In places the forest is heavily infested with non-native plants, particularly eucalyptus and fan palms. It isn’t a virgin forest. Despite this, it is a dense, overarching forest dominated by huge, beautiful oaks and sycamores that provide welcome shade for tired hikers on hot days. There is some water in Hedionda Creek year around, and the creek also flows through a marshy area. As a result, it is a haven for birds — over 80 species of birds, both year-round residents and migratory visitors can be seen.
Most of the surrounding hillsides are covered with typical inland sage-scrub vegetation, dominated by California sagebrush, black sage, and buckwheat. These shrubs react to summer drought by losing most of their leaves. However, once the winter rains appear, they come to life, producing new leaves and flowers. If sufficient rain falls, a large assortment of annual flowering plants appears on the hillsides as well.
Walk to the south end of the parking area and cross the pond dam on the paved road. The trailhead for the Arroyo Vista Trail is signed and begins on the left at the end of the road. The trail is obvious and easily followed with very little elevation gain or loss. The only drawback is that mountain bikers and cross-country runners make extensive use of the park and this trail. As a result, the trail is eroded in places, and there are many unofficial trails leading from the main trail. However, you cannot get lost.

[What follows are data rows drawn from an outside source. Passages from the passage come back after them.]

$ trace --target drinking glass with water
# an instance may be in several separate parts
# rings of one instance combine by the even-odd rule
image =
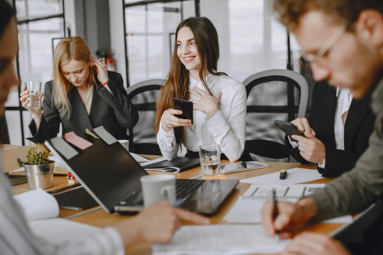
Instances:
[[[203,176],[217,175],[220,173],[221,151],[218,145],[200,146],[200,160]]]
[[[24,83],[26,90],[29,91],[29,102],[26,105],[27,109],[40,109],[41,107],[41,83],[36,81],[28,81]]]

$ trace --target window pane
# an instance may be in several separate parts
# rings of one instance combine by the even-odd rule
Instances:
[[[163,53],[163,37],[162,35],[148,36],[148,55],[150,56],[148,78],[164,79],[167,72],[164,72],[163,66],[165,57]]]
[[[196,16],[196,5],[194,0],[183,1],[181,2],[182,9],[182,18],[185,20],[189,17]]]
[[[148,5],[148,33],[163,32],[163,3]]]
[[[41,81],[44,91],[45,83],[52,79],[52,39],[64,36],[63,19],[55,18],[34,21],[19,26],[19,69],[22,85],[29,80]],[[56,31],[49,30],[59,24]],[[34,27],[34,30],[30,28]],[[39,31],[40,30],[40,31]],[[56,40],[57,41],[57,40]]]
[[[62,0],[16,0],[18,19],[34,18],[63,13]],[[24,3],[26,1],[26,4]]]
[[[145,5],[125,8],[126,32],[128,34],[145,32]]]
[[[5,111],[8,132],[11,144],[22,145],[21,124],[20,112],[19,111]]]
[[[194,1],[187,1],[193,3]],[[146,11],[147,7],[147,11]],[[159,3],[125,9],[129,84],[165,79],[174,33],[181,21],[181,3]]]
[[[286,29],[274,20],[270,0],[203,0],[201,16],[218,32],[219,69],[242,82],[252,74],[287,66]]]
[[[144,36],[128,36],[130,85],[146,80],[146,40]]]

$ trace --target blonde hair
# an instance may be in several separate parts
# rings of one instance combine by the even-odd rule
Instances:
[[[70,90],[73,86],[65,78],[60,67],[72,60],[89,63],[90,60],[90,51],[85,41],[78,36],[66,37],[60,41],[53,53],[53,86],[52,90],[52,102],[59,109],[61,118],[69,119],[72,108],[69,102]],[[94,67],[89,67],[89,76],[87,84],[95,85],[93,75]],[[68,94],[69,93],[69,94]]]

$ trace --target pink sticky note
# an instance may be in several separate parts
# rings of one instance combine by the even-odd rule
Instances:
[[[81,149],[85,149],[93,145],[92,143],[78,136],[73,131],[68,132],[65,134],[64,138],[67,140],[67,142],[72,144]]]

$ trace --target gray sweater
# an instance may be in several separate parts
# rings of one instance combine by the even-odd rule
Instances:
[[[315,221],[360,212],[383,194],[383,78],[373,92],[371,108],[376,119],[369,147],[352,170],[310,196],[317,208]]]

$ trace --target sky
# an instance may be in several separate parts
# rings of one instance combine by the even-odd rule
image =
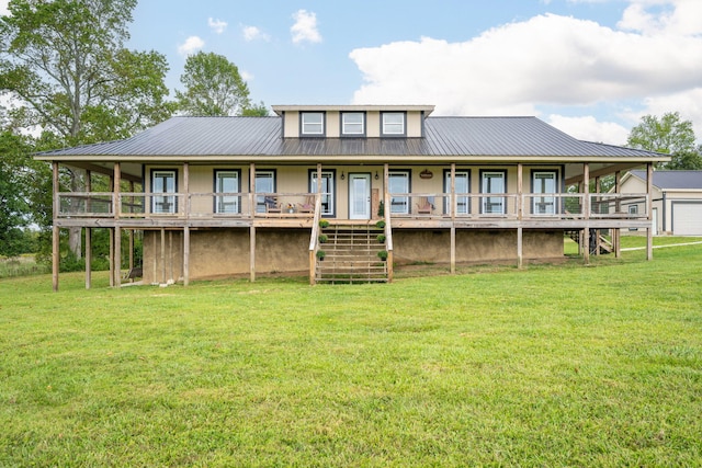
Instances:
[[[702,141],[702,0],[140,0],[129,32],[167,57],[171,90],[203,50],[268,107],[535,115],[612,145],[679,112]]]

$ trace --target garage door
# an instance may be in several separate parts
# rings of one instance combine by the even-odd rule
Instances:
[[[672,233],[676,236],[702,236],[702,203],[672,204]]]

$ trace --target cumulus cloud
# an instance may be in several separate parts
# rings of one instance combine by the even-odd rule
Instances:
[[[422,37],[359,48],[350,58],[364,84],[353,102],[435,104],[435,114],[540,115],[545,106],[586,113],[619,101],[650,107],[647,96],[691,99],[702,83],[700,18],[699,0],[630,0],[618,28],[544,14],[462,43]],[[579,138],[622,144],[622,123],[636,121],[623,107],[618,112],[619,124],[550,118],[562,129],[582,125]],[[702,123],[702,111],[690,114]]]
[[[207,25],[217,34],[222,34],[227,28],[227,22],[222,21],[219,19],[214,20],[212,18],[207,19]]]
[[[256,27],[256,26],[241,26],[241,33],[244,34],[244,39],[247,43],[250,43],[252,41],[269,41],[270,36],[268,34],[265,34],[264,32],[262,32],[260,28]]]
[[[290,32],[293,35],[294,44],[305,42],[316,44],[321,42],[321,34],[317,28],[316,13],[298,10],[293,14],[293,20],[295,20],[295,24],[290,28]]]
[[[182,56],[195,54],[205,46],[205,42],[197,36],[190,36],[185,42],[178,46],[178,53]]]
[[[598,122],[593,116],[566,117],[552,114],[546,118],[554,127],[571,137],[593,142],[625,145],[630,129],[614,122]]]

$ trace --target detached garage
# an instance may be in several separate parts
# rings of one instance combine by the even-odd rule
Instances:
[[[654,231],[702,236],[702,171],[655,171],[653,185]],[[645,193],[646,171],[627,172],[620,191]]]
[[[702,236],[702,201],[672,202],[672,233]]]

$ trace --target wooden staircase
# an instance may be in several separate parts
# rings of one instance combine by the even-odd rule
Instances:
[[[597,229],[590,229],[590,254],[595,255],[598,253],[598,247],[600,249],[600,254],[605,254],[605,253],[612,253],[612,251],[614,250],[612,242],[605,238],[604,236],[600,235],[599,239],[596,236]],[[566,231],[566,235],[573,239],[574,242],[576,242],[578,246],[581,247],[581,242],[582,242],[582,231],[581,230],[570,230],[570,231]]]
[[[326,252],[317,259],[317,283],[387,283],[387,262],[377,253],[385,243],[377,240],[384,230],[374,225],[331,225],[324,230],[327,241],[319,244]]]

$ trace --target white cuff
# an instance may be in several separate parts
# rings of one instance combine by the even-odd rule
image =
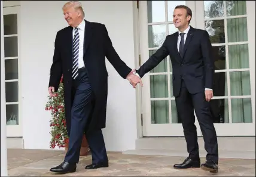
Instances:
[[[135,74],[135,75],[136,75],[138,77],[139,77],[139,78],[141,78],[141,77],[139,76],[139,74],[138,74],[138,73],[137,73],[136,72],[133,72],[133,74]]]

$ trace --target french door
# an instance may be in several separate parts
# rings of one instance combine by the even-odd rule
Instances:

Distance from downtown San Diego: 40 miles. Allow 45 minutes driving time. Take the I-15 north to Escondido, then merge onto westbound SR-78. Exit SR-78 at Sycamore, go south for two blocks., then make a right on Shadowridge. Continue for about 2 miles to Antigua Drive, then make a left into Buena Vista Park. Parking near the trailhead isn’t a problem, but the nearest facilities are on the other side of Shadowridge Drive in the main part of the park. There are no facilities or potable water on the trail.
Hiking length: 2.5 miles out and back.
Difficulty: Easy with little elevation gain or loss. It is a good place for a morning walk, a quick run, or a short hike. Good also for families with children. There is much here children will find interesting. The best time to go is from October through May.